In UEFI-based firmware systems, when Secure Boot tries to update its recognition system, it may interpret the Bitlocker as a potential security threat. This forces Bitlocker to enter recovery mode, leading to the abovementioned event in the log entry.
Meaning of Event ID 1032
In simple terms, Secure Boot can be considered a firmware-based guard for the computer. It allows only authorized or trusted software to be executed during the booting phase. It validates the applications by comparing the software’s digital signature to a predefined set of keys stored in the UEFI.
This set of predefined keys is stored in the Secure Boot DB or database. However, the firmware also maintains a database of keys or signatures not authorized to run on the platform in a Security Boot Forbidden Signature Update Database or DBX.
Through the KB5012170 Security Update, Microsoft has updated the DBX database to enhance the system’s security.
Resolution to Event ID 1032
To resolve the issue, Bitlocker can be suspended for 2 restart cycles, allowing KB5016061 to install. The following steps can be executed to temporarily suspend Bitlocker:
- Open Windows Terminal as an Administrator.
- Enter the below-mentioned command at the Terminal prompt:
Manage-bde –Protectors –Disable %systemdrive% -RebootCount 2
In the above command:
Manage-bde: is the command-line tool for managing Bitlocker Drive Encryption (BDE).
Protectors: specifies that we want to manage the passwords, keys, etc., also known as Protectors used in Bitlocker encryption.
Disable %systemdrive% -RebootCount 2: Disables the Bitlocker encryption for the system drive or C: for 2 reboots before it starts the decryption process.

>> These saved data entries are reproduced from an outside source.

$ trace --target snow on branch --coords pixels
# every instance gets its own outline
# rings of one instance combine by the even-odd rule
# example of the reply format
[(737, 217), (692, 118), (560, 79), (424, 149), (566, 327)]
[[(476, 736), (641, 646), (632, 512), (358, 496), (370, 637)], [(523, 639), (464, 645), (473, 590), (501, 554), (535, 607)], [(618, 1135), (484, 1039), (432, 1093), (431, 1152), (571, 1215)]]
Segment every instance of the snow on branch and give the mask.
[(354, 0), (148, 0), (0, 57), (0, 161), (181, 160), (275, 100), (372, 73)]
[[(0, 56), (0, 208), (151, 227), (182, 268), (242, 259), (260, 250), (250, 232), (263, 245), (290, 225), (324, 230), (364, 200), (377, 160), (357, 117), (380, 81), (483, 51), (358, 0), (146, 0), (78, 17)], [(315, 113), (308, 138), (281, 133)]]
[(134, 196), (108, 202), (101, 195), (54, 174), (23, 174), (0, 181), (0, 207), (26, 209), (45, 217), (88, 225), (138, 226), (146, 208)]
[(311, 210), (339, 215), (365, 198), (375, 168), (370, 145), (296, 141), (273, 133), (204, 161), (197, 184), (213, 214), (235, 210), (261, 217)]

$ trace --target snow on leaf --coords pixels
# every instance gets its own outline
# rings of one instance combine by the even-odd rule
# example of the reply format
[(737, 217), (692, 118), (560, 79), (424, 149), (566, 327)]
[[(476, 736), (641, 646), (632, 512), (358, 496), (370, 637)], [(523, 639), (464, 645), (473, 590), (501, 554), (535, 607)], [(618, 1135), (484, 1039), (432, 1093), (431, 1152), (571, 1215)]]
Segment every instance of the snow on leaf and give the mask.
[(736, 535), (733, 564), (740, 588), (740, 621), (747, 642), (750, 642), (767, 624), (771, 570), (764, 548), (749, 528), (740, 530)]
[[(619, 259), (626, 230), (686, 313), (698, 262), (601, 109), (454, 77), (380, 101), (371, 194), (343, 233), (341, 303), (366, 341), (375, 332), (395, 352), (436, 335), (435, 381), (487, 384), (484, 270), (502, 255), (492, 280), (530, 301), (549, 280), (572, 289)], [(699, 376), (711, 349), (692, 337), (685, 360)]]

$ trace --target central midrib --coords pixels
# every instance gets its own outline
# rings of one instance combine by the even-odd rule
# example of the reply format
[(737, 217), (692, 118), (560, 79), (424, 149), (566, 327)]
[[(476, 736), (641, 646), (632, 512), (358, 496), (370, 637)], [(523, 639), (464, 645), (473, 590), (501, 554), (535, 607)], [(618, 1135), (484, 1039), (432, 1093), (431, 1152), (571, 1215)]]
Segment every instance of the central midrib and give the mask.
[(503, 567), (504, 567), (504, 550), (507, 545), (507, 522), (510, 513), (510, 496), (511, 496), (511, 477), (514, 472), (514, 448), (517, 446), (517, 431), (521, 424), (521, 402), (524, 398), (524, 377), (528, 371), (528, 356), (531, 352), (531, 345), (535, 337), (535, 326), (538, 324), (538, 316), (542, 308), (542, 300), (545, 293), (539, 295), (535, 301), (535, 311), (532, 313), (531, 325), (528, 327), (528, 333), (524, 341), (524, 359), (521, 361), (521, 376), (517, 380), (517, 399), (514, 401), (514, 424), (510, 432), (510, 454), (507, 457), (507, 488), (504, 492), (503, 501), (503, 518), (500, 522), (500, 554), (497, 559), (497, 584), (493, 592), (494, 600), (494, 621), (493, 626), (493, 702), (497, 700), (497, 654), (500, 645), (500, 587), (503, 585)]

The two reboots window allows us to ensure a secure backup of the recovery key before the decryption process starts. In short, 2 reboots can be regarded as a safety option to prevent any data loss as the system rushes through disabling the Bitlocker.
- Enter the below-mentioned command to ensure that the Bitlocker protection is active again after the system is restarted twice:
Manage-bde –Protectors –enable %systemdrive%
- Check to see if the above error is logged again.
I hope the post was easy to follow and that you were able to resolve the issue.